- Directed by: William A. O'Connor
- Written by: Willis Kent
- Based on: Her Splendid Folly by Beulah Poynter
- Produced by: Willis Kent
- Starring: Lilian Bond Theodore von Eltz Beryl Mercer
- Cinematography: Jules Cronjager James Diamond
- Edited by: S. Roy Luby
- Music by: Lee Zahler
- Production company: Willis Kent Productions
- Distributed by: Progressive Pictures
- Release date: January 28, 1933;
- Running time: 60 minutes
- Country: United States
- Language: English

= Her Splendid Folly =

1933 film

Her Splendid Folly is a 1933 American comedy drama film directed by William A. O'Connor and starring Lilian Bond, Theodore von Eltz and Beryl Mercer.
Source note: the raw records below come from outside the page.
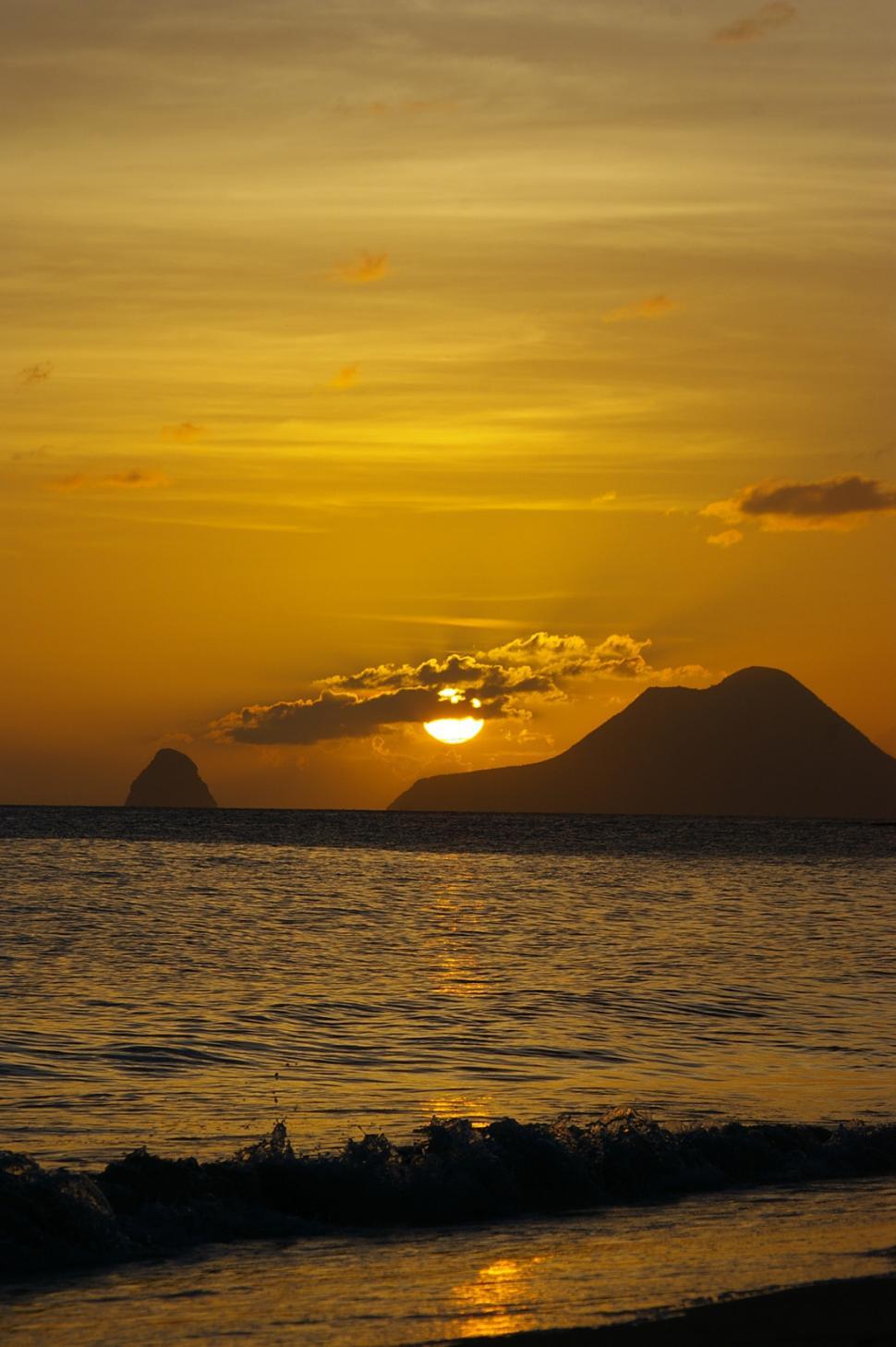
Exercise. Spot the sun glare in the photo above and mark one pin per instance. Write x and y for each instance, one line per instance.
(454, 730)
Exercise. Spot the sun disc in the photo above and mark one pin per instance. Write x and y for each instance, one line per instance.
(455, 730)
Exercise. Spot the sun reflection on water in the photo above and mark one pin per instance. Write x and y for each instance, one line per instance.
(500, 1299)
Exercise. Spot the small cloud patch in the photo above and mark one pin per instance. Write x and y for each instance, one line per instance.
(184, 432)
(364, 270)
(836, 503)
(34, 373)
(778, 14)
(655, 306)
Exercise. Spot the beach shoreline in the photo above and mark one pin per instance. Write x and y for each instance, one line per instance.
(849, 1312)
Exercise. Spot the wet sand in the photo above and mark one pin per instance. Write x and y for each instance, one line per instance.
(858, 1312)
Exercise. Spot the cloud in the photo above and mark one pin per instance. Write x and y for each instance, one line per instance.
(766, 19)
(507, 683)
(182, 434)
(837, 503)
(728, 539)
(134, 479)
(30, 455)
(655, 306)
(345, 377)
(34, 373)
(364, 270)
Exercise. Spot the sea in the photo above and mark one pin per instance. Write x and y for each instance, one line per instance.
(387, 1079)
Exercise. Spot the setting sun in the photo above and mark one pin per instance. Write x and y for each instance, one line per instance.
(454, 730)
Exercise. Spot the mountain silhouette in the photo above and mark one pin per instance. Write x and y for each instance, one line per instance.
(757, 744)
(171, 780)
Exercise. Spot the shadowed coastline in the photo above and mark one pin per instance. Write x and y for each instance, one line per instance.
(757, 744)
(854, 1312)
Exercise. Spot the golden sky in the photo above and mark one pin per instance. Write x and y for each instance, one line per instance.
(345, 337)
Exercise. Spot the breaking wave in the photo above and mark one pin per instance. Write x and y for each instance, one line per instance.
(147, 1206)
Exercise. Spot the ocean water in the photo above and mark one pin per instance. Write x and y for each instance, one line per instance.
(707, 1005)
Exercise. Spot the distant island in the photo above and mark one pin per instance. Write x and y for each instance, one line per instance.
(757, 744)
(171, 780)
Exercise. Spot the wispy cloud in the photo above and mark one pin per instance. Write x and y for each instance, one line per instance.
(134, 479)
(655, 306)
(766, 19)
(184, 432)
(728, 539)
(364, 270)
(836, 503)
(345, 377)
(34, 373)
(504, 682)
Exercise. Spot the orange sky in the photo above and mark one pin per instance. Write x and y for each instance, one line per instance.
(343, 337)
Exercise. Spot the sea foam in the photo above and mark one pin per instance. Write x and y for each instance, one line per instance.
(146, 1205)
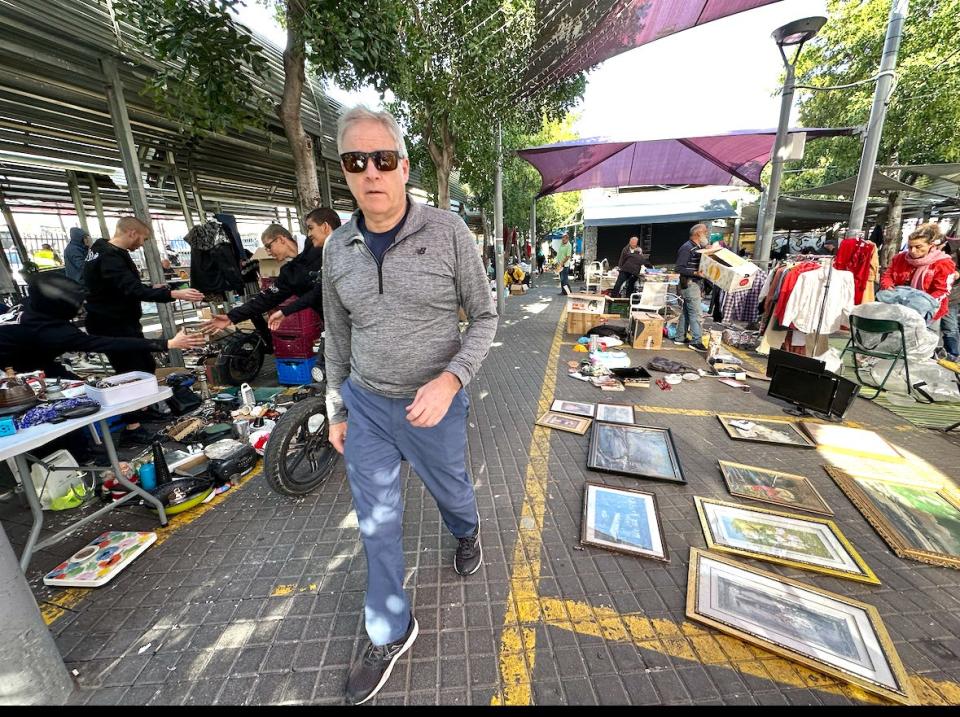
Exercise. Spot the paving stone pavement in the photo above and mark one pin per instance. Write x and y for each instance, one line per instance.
(259, 601)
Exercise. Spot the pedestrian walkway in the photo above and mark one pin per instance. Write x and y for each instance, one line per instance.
(257, 600)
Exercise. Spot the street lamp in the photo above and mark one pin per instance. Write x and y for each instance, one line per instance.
(794, 33)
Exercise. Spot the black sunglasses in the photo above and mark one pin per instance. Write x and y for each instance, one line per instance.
(385, 160)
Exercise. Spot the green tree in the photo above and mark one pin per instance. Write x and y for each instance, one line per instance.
(213, 72)
(923, 117)
(459, 72)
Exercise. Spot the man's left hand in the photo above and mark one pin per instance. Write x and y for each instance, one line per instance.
(433, 400)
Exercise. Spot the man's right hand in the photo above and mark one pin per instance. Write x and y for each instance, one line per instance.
(338, 434)
(217, 323)
(187, 295)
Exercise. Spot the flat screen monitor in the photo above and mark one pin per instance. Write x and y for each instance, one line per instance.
(785, 358)
(808, 389)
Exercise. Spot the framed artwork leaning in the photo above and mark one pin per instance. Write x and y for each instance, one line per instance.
(770, 486)
(564, 422)
(919, 522)
(573, 407)
(836, 635)
(794, 540)
(767, 430)
(624, 520)
(636, 451)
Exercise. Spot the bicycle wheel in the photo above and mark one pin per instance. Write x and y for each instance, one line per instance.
(299, 457)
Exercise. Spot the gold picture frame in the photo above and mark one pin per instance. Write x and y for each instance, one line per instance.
(797, 541)
(766, 485)
(896, 509)
(826, 632)
(565, 422)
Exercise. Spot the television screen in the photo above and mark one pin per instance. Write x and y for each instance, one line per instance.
(807, 389)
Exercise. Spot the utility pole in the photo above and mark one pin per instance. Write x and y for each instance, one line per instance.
(878, 112)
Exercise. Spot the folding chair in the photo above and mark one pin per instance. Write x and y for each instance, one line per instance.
(856, 346)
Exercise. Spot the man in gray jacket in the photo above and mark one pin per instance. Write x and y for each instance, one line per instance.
(394, 278)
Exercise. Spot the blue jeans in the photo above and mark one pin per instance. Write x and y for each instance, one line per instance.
(690, 316)
(379, 436)
(950, 329)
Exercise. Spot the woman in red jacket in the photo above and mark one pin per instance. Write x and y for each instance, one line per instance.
(923, 266)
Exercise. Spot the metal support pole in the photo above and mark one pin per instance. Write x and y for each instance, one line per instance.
(765, 234)
(138, 197)
(878, 112)
(498, 222)
(32, 668)
(77, 200)
(98, 204)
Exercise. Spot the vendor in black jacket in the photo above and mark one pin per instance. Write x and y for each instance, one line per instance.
(113, 304)
(34, 338)
(298, 276)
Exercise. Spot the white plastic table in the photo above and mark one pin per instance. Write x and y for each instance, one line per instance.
(14, 450)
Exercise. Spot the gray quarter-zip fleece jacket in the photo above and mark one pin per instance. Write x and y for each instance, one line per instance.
(392, 327)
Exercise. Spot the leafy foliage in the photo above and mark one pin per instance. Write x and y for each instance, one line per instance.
(923, 118)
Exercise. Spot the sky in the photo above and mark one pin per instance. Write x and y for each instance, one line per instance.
(721, 76)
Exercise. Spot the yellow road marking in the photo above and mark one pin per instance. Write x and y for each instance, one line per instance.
(65, 600)
(692, 642)
(517, 642)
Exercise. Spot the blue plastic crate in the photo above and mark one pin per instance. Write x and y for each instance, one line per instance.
(295, 372)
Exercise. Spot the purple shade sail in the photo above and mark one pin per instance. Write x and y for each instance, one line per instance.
(717, 159)
(578, 34)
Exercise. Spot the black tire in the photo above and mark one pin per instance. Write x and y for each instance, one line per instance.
(298, 461)
(241, 358)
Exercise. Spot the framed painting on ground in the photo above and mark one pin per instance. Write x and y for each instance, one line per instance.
(797, 541)
(829, 435)
(916, 521)
(770, 486)
(573, 407)
(836, 635)
(637, 451)
(564, 422)
(624, 520)
(615, 413)
(767, 430)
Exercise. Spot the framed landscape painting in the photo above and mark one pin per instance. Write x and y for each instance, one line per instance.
(573, 407)
(624, 520)
(917, 521)
(768, 430)
(615, 413)
(797, 541)
(770, 486)
(836, 635)
(564, 422)
(637, 451)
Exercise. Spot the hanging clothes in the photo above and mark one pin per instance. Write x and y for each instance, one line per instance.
(858, 257)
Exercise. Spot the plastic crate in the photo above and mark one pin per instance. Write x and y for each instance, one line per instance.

It was produced as a second feature by the independent producer Willis Kent.

==Plot==
Jill McAllister is behind on her rent, and takes a job at a film studio as a double for diva-like film star Laura Gerrard whom she strongly resembles. When Laura is badly injured in a car accident, studio head Solomon Ginsberg persuades Jill to take over her role.

==Cast==
- Lilian Bond as Jill McAllister / Laura Gerard
- Theodore von Eltz as 	Wallace Morley / John Ebbetts
- Alexander Carr as Solomon Ginsberg
- Beryl Mercer as 	Mrs. McAllister
- J. Frank Glendon as	Charles Hemingway
- Lloyd Whitlock as John DeSylva
- Roberta Gale as	Sally Lee
- Frances Lee as Natalie
- Louise Beavers as 	Anastasia
- William P. Burt as 	Justice of the Peace
- Harry Todd as 	Witness
- Mary Gordon as Mrs. Clancey

==Bibliography==
- Fetrow, Alan G. Sound films, 1927-1939: a United States Filmography. McFarland, 1992.
- Pitts, Michael R. Poverty Row Studios, 1929–1940: An Illustrated History of 55 Independent Film Companies, with a Filmography for Each. McFarland & Company, 2005.